The Kayotei, Yamanaka 2

April 25, 2010

On April 13, 2010, Linda and I spent a day and our second night at The Kayotei, in Yamanaka. The day began with breakfast in the same dining room where we had enjoyed a kaiseki dinner the evening before.

There were hot charcoal coals in the grill with fish and tofu ready to go on it

Our places were set with five good little dishes.


A bowl of taro root with pea pods and sesame seeds was set down.

Amy brought some miso soup.

Plain tofu and grated daikon.

Steamed tofu with tofu skin and garnishes.

There were a few small hot coals in this box to warm the nori (seaweed.) One could crumble it on top of the rice or roll it around a little rice ball and dip it in soy sauce.

Tofu wedges are being grilled.

Then the fish, hata hata, or sandfish, was grilled and boned.
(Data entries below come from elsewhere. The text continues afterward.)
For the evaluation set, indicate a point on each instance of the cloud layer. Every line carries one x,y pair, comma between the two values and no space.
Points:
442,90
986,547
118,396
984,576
The bones were put back on the grill for further cooking as one ate them too.

Finally there was fruit in soy milk and a cup of tea.


We walked back through the ryokan admiring the flower arrangements in the hallways.


After serving our breakfast, Amy had fixed up our room, Higashiyama,  removing the futons spread out in the middle and replacing the table there.


The General Manager, Jiro Takeuchi, then took us to the house, workshop and gallery of Yamanaka master wood turner Yasuhiro Satake.  He was absent in Tokyo so his sons, Satsumi and Katsushi, showed us the workshop and gallery.

Satsumi poses with the beautiful piece of turned and lacquered wood we bought. 

We also visited a master ceramist, shopped at the crafts stores in town, walked along the beautiful river gorge and went back to the hot springs bath at The Kayotei.

In the evening we had another kaiseki meal following the same formula as the night before, but with entirely different dishes. Four of the highlights were: a lovely mixed plate of appetizers; a gratinéed rock lobster, wagyu beef with fluffy potato croquettes and marinated grilled fish.


The following morning we had another elaborate Japanese breakfast, returned to buy a few smaller objets from Satsumi Satake, and went on to Kanazawa. Our stay at The Kayotei had been an excellent introduction to the world of the Japanese ryokan. Its staff was extraordinarily friendly and helpful. Its standards of traditional beauty and cuisine were exceptional. Bravo.

5 Responses to “The Kayotei, Yamanaka 2”

  1. S Lloyd Says:

    Thanks for those highly informative and detailed reports on Japan’s tables. Your reviews do genuinely show up the rigorous focus of the Japanese on great ingredients.

  2. Timothy P Ojile Says:

    I wonder if they use the wood shavings for anything. Maybe fuel. Lovely pics and food special. T

  3. Jerry Vance Says:

    Thanks Mike for the great reviews in Japan, feels like you are there.

  4. David Woodward Says:

    You both had a wonderful experience. My wife and I stayed with Yashuiro and is Family In thier beautiful home in Yamanaka. He also visited us when he came to the UK. He truly is one of Japans Great craftsmen. Looking through your pictures brought back many memories of our time there, the sites, food and most of all the wonderful Family and people of Yamanaka.